Nevertheless, Ranz said he believes the U.S. embassy in Iraq is ready to assume responsibility from USF-I, and to continue the partnership there between the United States and the newly formed government in Iraq.

"We have spent every waking hour of the nearly year that I've been here, and I'm sure a lot of time before that, painstakingly going through everything we need to do in order to effectively take over and ensure a smooth transition," Ranz said. "This embassy has some of the most experienced officers anywhere in the State Department."

Ranz also recognized that USF-I, and the servicemembers who fell under that command, have laid the groundwork for what the embassy staff must now do on its own.
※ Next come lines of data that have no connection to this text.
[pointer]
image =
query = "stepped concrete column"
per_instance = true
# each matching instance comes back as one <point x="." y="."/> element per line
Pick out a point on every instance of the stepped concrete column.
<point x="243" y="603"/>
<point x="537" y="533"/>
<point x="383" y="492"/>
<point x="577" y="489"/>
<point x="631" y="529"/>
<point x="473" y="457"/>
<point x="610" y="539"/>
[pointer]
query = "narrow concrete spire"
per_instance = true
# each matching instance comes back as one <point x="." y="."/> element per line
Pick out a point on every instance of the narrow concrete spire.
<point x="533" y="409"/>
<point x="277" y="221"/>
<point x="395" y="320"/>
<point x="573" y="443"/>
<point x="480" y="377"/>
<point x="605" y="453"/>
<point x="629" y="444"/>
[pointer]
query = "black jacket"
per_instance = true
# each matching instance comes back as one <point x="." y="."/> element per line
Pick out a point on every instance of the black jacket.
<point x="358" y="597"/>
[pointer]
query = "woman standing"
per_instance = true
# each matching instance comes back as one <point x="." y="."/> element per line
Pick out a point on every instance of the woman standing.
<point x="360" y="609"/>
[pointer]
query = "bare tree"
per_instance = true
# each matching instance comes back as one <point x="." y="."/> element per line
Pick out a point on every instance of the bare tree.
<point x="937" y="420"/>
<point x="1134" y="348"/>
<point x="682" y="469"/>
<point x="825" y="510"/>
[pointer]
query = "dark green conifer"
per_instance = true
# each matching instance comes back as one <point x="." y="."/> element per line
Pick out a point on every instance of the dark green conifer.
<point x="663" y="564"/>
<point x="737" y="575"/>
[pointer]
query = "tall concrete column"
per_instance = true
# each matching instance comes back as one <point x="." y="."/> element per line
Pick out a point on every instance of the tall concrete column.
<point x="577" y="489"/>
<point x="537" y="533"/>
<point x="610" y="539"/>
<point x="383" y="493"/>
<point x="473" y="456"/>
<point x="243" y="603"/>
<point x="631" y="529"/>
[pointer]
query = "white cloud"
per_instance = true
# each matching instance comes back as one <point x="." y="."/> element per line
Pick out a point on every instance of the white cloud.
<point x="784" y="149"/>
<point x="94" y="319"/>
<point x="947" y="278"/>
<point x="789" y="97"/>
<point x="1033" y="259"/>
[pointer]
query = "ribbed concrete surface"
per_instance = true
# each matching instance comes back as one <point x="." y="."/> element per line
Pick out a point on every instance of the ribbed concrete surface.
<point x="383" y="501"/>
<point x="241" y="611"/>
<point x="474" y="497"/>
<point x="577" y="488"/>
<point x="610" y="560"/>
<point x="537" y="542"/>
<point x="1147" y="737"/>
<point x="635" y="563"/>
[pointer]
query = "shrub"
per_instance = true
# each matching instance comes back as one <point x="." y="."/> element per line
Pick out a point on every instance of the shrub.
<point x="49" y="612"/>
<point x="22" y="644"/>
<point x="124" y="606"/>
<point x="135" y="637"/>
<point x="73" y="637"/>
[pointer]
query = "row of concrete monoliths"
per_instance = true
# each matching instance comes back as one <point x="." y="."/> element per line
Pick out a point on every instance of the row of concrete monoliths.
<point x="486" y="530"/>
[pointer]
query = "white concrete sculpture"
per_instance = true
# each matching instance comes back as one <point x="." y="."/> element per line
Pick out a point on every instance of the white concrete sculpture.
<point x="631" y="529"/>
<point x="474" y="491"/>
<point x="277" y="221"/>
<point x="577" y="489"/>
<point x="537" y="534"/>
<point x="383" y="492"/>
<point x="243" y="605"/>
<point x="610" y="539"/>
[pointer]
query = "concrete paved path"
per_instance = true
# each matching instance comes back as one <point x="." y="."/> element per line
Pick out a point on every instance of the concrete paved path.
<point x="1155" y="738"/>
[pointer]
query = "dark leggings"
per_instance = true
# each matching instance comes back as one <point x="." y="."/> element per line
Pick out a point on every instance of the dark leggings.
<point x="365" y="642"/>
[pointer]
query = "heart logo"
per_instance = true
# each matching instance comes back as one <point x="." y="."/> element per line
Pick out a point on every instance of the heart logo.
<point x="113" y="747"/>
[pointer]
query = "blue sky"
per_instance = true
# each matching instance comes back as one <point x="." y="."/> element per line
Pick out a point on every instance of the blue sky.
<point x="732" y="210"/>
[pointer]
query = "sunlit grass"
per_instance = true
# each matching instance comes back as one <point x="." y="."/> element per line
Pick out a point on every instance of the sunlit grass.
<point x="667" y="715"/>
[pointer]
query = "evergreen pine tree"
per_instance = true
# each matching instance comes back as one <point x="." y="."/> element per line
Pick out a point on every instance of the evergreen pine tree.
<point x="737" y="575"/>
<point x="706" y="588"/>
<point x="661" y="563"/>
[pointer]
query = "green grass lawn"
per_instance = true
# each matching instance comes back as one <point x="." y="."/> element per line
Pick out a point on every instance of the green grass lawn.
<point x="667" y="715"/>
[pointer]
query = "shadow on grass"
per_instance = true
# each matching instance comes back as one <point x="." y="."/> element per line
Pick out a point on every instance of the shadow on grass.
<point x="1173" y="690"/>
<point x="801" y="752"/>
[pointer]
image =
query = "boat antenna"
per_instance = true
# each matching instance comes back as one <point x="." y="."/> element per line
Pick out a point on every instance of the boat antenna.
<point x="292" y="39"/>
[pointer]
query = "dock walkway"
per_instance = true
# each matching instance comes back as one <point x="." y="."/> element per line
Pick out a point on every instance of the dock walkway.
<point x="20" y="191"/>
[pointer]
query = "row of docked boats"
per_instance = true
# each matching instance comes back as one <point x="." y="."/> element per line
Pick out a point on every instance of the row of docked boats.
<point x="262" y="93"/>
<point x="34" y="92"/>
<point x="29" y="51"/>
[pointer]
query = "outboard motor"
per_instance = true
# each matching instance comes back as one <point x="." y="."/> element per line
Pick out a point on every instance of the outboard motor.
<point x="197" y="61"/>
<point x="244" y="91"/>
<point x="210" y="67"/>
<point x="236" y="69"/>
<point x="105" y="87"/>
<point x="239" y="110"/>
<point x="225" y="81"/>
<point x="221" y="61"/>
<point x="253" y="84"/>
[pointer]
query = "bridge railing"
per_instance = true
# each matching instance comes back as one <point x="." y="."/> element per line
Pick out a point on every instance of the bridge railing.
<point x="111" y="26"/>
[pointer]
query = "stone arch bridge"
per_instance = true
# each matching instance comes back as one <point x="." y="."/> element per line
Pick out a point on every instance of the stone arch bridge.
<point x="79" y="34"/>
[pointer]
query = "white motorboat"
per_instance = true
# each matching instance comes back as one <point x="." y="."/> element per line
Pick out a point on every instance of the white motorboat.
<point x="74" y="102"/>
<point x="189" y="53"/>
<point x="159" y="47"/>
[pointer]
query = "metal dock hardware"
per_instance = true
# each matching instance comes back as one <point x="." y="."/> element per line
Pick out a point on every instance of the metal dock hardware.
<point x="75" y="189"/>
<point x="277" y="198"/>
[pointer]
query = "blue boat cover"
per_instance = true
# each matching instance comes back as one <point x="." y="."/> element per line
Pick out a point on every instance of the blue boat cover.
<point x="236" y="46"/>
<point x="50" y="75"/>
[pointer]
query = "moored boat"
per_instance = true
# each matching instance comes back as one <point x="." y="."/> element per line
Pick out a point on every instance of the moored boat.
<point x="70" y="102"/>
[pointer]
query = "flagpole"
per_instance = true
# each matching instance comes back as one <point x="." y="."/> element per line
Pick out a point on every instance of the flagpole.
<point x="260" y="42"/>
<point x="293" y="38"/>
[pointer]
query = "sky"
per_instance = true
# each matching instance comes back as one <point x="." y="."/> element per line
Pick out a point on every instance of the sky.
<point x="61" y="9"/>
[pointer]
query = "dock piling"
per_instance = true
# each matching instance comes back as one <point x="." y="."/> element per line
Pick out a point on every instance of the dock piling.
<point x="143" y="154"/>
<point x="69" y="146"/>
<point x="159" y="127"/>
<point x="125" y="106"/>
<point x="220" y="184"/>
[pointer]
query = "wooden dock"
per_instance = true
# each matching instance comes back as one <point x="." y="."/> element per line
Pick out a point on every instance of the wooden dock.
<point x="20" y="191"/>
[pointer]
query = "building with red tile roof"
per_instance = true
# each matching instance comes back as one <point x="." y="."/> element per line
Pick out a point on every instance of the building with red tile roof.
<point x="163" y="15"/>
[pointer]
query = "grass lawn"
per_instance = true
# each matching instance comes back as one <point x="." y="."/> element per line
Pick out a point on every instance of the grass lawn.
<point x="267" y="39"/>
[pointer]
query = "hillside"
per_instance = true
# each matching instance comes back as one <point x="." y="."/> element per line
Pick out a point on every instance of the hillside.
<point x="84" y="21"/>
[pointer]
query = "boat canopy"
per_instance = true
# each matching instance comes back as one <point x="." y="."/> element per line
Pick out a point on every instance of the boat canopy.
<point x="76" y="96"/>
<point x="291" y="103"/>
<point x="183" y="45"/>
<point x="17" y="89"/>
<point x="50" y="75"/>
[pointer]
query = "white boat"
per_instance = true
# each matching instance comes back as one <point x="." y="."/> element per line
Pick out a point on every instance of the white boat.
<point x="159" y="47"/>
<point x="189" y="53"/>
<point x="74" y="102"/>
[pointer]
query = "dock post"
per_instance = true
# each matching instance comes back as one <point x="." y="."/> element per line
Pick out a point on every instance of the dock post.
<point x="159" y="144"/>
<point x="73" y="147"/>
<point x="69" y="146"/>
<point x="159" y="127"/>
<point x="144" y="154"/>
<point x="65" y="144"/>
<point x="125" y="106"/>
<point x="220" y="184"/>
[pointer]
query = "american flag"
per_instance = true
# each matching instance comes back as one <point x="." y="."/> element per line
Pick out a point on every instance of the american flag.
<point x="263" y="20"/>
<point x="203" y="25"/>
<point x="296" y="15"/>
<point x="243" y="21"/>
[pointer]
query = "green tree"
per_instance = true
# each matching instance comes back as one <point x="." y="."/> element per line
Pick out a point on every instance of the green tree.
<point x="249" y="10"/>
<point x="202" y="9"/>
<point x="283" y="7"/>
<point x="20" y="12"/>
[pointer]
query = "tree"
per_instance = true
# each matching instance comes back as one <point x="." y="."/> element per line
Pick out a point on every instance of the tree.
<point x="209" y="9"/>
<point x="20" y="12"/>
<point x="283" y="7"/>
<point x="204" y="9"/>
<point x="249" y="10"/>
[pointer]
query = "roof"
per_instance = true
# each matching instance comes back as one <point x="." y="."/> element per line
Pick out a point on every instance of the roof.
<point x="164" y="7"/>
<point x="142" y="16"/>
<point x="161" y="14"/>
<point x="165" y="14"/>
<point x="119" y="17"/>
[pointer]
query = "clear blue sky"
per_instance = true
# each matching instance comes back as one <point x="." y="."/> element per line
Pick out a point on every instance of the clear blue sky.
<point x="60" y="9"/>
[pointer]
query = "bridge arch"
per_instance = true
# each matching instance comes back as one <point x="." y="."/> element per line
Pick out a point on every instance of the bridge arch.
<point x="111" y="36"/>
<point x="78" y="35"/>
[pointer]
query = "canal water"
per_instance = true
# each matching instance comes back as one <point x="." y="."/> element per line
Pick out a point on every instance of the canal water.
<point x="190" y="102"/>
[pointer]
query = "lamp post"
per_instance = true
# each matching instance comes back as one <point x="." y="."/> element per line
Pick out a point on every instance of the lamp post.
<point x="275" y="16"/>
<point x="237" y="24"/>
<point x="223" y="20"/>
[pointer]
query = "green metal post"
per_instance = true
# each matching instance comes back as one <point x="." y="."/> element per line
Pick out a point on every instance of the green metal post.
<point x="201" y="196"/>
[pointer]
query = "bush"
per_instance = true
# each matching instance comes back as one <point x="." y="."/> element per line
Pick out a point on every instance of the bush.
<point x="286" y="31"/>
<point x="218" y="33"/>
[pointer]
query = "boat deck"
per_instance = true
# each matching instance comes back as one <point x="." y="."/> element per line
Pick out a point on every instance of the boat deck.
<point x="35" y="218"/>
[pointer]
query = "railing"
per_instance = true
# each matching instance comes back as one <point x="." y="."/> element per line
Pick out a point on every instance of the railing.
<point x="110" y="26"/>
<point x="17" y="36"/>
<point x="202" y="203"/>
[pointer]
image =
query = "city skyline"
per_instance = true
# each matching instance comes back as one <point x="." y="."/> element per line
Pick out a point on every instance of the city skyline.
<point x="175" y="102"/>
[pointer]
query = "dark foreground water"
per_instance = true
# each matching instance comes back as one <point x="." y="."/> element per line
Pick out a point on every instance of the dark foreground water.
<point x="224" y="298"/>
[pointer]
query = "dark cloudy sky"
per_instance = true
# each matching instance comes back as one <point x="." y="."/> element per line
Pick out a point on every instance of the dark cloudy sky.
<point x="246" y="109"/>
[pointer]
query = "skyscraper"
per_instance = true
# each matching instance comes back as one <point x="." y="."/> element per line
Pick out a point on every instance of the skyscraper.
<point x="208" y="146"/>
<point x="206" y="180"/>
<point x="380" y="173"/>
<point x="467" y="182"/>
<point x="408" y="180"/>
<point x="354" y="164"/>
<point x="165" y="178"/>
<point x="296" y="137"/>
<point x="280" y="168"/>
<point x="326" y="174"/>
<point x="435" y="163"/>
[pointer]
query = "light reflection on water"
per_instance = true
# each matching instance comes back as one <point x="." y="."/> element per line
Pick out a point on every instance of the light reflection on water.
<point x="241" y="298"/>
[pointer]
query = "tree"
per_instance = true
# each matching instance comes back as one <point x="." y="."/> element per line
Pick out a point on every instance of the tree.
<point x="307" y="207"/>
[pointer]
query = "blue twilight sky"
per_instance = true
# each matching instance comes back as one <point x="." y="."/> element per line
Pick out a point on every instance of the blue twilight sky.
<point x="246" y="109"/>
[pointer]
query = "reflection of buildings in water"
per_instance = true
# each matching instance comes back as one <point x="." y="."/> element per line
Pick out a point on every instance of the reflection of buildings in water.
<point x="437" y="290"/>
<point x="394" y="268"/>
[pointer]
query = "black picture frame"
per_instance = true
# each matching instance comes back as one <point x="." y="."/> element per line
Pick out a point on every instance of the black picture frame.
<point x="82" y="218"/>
"I want to give UFS-I and all its antecedents and all of the hundreds of thousands of Soldiers that have cycled through here -- in some case three, four or more times -- the credit they deserve," he said. "If we do succeed in this venture, and I am confident in our capacity to do so, it will be in no small part to the effort and dedication and sacrifice that out military brethren have made here. We can do our mission, but we will miss that partnership with USF-I, and we will miss the people that we have grown to love and trust on a day-to-day basis."